Alle 8, alla Porta Maillot.

Una carrozza, dalla livrea e dalle armi dal conte Alessandro, li aspettava.

— À sete del mio sangue! — mormorò il principe — mi à preceduto.

La vettura si fermò.

Un uomo vestito di nero uscì allora dal coupé del conte Alessandro e venne ad Ivan, il quale era disceso subito dalla predella del cocchiere.

L’uomo a nero mostrò una lettera, ed insieme si presentarono al principe per rimettergliela.

Il principe era profondamente assorto e tristissimo.

Cadeva una acqueruggiola fina, penetrante, fredda, che rendeva il tempo scuro, il cielo insipido. Gli alberi avevan perduto il loro manto e mostravano le loro ossa nere, che tremolavano sotto la fredda brezza. Il luogo era solitario. Tutto ciò stingeva sul carattere di già sì malinconico del principe di Lavandall, e l’affettava.

E’ prese la lettera senza guardarla, meccanicamente. Il suo spirito vagava altrove.

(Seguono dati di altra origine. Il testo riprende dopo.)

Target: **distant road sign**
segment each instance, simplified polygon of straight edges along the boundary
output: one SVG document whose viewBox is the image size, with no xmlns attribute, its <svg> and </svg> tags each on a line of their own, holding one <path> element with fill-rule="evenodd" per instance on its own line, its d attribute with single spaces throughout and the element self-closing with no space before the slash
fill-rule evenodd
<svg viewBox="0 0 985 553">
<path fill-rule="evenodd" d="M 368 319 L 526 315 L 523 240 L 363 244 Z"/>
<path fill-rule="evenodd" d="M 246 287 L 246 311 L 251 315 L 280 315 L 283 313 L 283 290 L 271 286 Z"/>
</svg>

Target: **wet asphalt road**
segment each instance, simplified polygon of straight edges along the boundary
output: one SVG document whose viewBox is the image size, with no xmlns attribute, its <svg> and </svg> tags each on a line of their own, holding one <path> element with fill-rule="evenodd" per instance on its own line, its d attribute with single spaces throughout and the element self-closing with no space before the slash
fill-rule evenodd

L’impressione del freddo, che gli occasionava lo sportello aperto del coupè, lo richiamò alla realtà. Egli avvicinò allora la lettera ai suoi occhi e fece un movimento di sorpresa.

— Chiudi dunque codesto sportello, — gridò egli ad Ivan, tirandolo nel tempo stesso a sè con violenza.

Poi, e’ si volse al dottore e soggiunse:

— Cosa è codesto? Egli scrive adesso? E’ non è dunque qui.

— È il conte Alessandro che scrive? — dimandò il dottore.

— Egli stesso — rispose il principe, spiegando la lettera e guardandola anco prima di leggerla.

Infine egli lesse a mezza voce, come avrebbe fatto se fosse stato solo:

"Fratello....

— Fratello! — gridò il principe — fratello ancora...!

«Io era sul punto di partire e di rendermi al tuo appello. Ò avuto paura... Ò avuto paura che quando tu mi avessi ucciso, e che tu avessi poscia saputo la verità, ne saresti stato sventurato per tutta la vita.»